I flipped the tablet around to show her the text message I had just received from the unknown number.
Valerie’s laughter died instantly. Her eyes widened, the pupils dilating in genuine terror.
“Where did you get that?” she whispered, her voice losing its confidence.
“Who sent this to me, Valerie?” I demanded, stepping closer to her. “Who is working with you?”
The Hidden Shadow
Before she could answer, the heavy oak front door of the mansion clicked. Someone was unlocking it from the outside.
My mother gasped, instictively shrinking back into her chair.
I spun around, my muscles tensing, ready for a fight. I assumed it was my driver, coming back to check on me because I was missing my flight. But the footsteps echoing down the grand hallway weren’t the heavy thuds of my driver’s boots. They were the measured, confident strides of someone who owned the place.
A man stepped into the kitchen entryway.
He was tall, mid-thirties, wearing a bespoke tailored suit that cost more than my first truck. He had slicked-back dark hair and a cold, calculating demeanor.
It was Marcus Vance.
Marcus wasn’t just anyone. He was my chief financial officer. The man I had hired three years ago to manage the soaring revenue of my construction company. The man I trusted with every bank account, every payroll, and every corporate insurance policy.
He was also Valerie’s ex-fiancé from college—or so she had told me when she first introduced us. She had claimed they were just “good friends” now, and that Marcus was the best financial mind in the city. I had believed her. I had welcomed him into my company with open arms.
Marcus looked at the shattered mug on the floor, looked at my weeping mother, and then looked at Valerie. He didn’t look surprised at all. He looked annoyed.
“You’re sloppy, Valerie,” Marcus said calmly, adjusting his cufflinks. “I told you to wait until he was on the plane over the Atlantic. You couldn’t control your temper for just two more hours?”
“He left his passport, Marcus!” Valerie hissed, pointing a manicured finger at me. “It wasn’t my fault! And he has a camera. He recorded everything.”
I stood between Marcus and my mother, my fists clenched so tightly my knuckles turned white. “Marcus.
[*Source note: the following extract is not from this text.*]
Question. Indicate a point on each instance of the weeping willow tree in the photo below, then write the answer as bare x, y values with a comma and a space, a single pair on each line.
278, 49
You’re behind this.”
Marcus sighed, leaning against the kitchen counter as if we were discussing a mundane business merger rather than a criminal conspiracy.
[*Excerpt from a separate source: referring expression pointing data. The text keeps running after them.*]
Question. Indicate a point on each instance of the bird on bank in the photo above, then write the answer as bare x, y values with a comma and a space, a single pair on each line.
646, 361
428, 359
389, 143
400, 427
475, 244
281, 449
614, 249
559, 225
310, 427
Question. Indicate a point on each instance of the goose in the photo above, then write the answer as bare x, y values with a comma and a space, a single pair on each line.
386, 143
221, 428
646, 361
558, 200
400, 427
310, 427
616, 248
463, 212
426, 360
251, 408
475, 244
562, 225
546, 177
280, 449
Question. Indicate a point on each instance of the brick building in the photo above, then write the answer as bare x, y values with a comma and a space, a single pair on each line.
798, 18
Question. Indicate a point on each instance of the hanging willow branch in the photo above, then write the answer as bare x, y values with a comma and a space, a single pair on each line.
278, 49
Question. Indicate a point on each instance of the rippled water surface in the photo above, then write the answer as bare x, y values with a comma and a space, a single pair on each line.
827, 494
“Daniel, Daniel, Daniel,” Marcus said, shaking his head with mock pity. “You’re a brilliant builder. Truly. Your hands-on approach to construction is unmatched. But when it comes to corporate structure and finance? You’re a child playing in a sandbox.”
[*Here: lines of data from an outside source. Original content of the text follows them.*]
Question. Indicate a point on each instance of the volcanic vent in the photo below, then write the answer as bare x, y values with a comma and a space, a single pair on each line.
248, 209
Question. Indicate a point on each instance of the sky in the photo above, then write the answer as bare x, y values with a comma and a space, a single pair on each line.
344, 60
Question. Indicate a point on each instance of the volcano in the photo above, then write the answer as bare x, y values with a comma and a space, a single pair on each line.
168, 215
“The insurance policy,” I said, pieces of the puzzle violently slamming together in my mind. “The text message said the beneficiary was changed.”
“Of course it was,” Marcus replied smoothly. “A five-million-dollar key-man life insurance policy, tied to the corporate structure of Robles Construction. If you were to, say, suffer a tragic accident while on your business trip to New York… the payout wouldn’t go to your lovely mother. It would go to the company’s designated primary stakeholder. Which, as of 9:00 AM this morning, is a shell corporation controlled entirely by Valerie and myself.”
My heart hammered against my ribs. A tragic accident. “You were going to kill me,” I whispered.
“Kill you? Heavens no, we aren’t murderers, Daniel,” Marcus smiled, though his eyes remained dead and vacant. “But accidents happen in New York all the time. A loose scaffolding at a high-rise site. A tragic fall from a building under construction. You are so hands-on, after all. It’s a dangerous job.”